The knocker kept persisting.
They weren’t going away and they knew he was in here. The lights in his office were a dead give-away—and his truck was parked out front.
He wasn’t going to escape.
George had no choice.
When he entered the hallway and saw the woman standing at his office front door, his heart sped up. His palms slicked. His entire body tensed.
Veronica was back.
She’d come back.
George hurriedly unlocked the door.
5
Oh,he lookedgood.
Ronnie had always loved it when he had his suit coat off and his shirtsleeves rolled up. The tie hung around his neck and his honey-colored hair stuck up all over his head. He did that sometimes, when he was stressed. He wore his reading glasses. Sometimes he forgot to take them off. She loved it when he wore his glasses.
His chest was hard and sculpted from years of ranch work. He looked just as good without his clothes as he did with them. Her cheeks flamed at that stray thought.
“Veronica, why are you here?”
There was no welcome in his tone. That had her hesitating. Her stomach rolled, something it had been doing for a month—which had prompted that fateful test in the first place—and reminded her of what was at stake here.
She was pregnant, unemployed, broke, and alone. That was what was at stake here. And this man held control over her world for the moment.
It was probably best to get this over with. So that she could make the kind of plans she needed to make. She’d walked to the drug store, bought three more tests, and took them all.
And confirmed it. Pink lines, blue lines, tiny letters spelling it all out. It was real.
The baby was real. And changed everything.
Ronnie was terrified she was going to find herself living with her parents again. At least temporarily. Talk about scary. “We need to talk.”
“About what? I mailed your last check.”
“Yeah, that’s not it.” She stepped into the office, and slipped off her rain coat. She dropped it to the waiting room couch. “Better sit down, Georgie…”

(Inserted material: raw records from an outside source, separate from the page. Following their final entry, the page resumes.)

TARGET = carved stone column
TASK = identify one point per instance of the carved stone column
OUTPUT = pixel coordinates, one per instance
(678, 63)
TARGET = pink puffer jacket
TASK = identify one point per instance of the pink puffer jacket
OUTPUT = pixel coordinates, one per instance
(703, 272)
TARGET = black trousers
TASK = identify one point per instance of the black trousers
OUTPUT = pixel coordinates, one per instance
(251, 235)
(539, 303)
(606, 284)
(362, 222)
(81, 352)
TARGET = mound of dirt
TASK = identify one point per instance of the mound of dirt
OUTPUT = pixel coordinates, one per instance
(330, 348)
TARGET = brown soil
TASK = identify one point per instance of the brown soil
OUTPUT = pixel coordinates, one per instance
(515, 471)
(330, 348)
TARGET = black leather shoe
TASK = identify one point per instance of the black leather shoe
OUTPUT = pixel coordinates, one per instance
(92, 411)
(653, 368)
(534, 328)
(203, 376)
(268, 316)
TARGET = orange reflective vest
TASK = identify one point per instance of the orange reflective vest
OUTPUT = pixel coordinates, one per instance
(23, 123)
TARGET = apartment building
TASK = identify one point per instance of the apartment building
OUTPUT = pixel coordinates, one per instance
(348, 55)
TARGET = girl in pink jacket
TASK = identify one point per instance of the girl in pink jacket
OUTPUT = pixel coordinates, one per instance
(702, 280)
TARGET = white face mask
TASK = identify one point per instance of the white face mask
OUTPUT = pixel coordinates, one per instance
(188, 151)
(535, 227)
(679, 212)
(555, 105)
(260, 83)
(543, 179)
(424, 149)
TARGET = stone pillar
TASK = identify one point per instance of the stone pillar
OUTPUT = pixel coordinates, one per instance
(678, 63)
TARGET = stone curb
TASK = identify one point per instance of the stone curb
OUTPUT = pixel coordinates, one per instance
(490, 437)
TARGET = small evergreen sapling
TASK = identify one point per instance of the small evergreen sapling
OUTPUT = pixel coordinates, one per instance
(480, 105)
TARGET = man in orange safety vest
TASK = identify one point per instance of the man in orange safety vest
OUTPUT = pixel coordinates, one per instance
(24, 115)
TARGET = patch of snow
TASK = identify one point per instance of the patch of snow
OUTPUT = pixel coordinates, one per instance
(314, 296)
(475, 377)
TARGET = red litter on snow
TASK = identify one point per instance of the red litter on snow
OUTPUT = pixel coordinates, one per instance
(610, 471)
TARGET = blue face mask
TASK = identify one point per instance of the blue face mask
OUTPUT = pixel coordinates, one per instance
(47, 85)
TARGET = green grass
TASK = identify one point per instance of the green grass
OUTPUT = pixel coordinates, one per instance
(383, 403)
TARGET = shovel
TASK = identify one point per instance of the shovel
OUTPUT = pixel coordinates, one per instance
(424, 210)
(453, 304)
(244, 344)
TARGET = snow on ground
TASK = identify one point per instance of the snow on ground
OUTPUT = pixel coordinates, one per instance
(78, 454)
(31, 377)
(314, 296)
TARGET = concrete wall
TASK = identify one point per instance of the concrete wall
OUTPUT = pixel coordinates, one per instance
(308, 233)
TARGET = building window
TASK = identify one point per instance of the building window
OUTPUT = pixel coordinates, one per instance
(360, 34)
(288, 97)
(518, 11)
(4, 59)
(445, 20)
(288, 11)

She heard his growl at the nickname he hated. She’d taken to using it only when he got on her last nerve, with his ridiculous sense of arrogance, about six weeks into her tenure with his little firm.
Yes, he was a brilliant man. But did he have to act like that made him more special than the rest of the world? If he also wasn’t one of the nicest, softest-hearted, most loyal men she knew—she wouldn’t have liked him at all. She definitely wouldn’t have taken her clothes off with the man. That was rather a given.
“Veronica, what’s going on? I have plans for tonight.”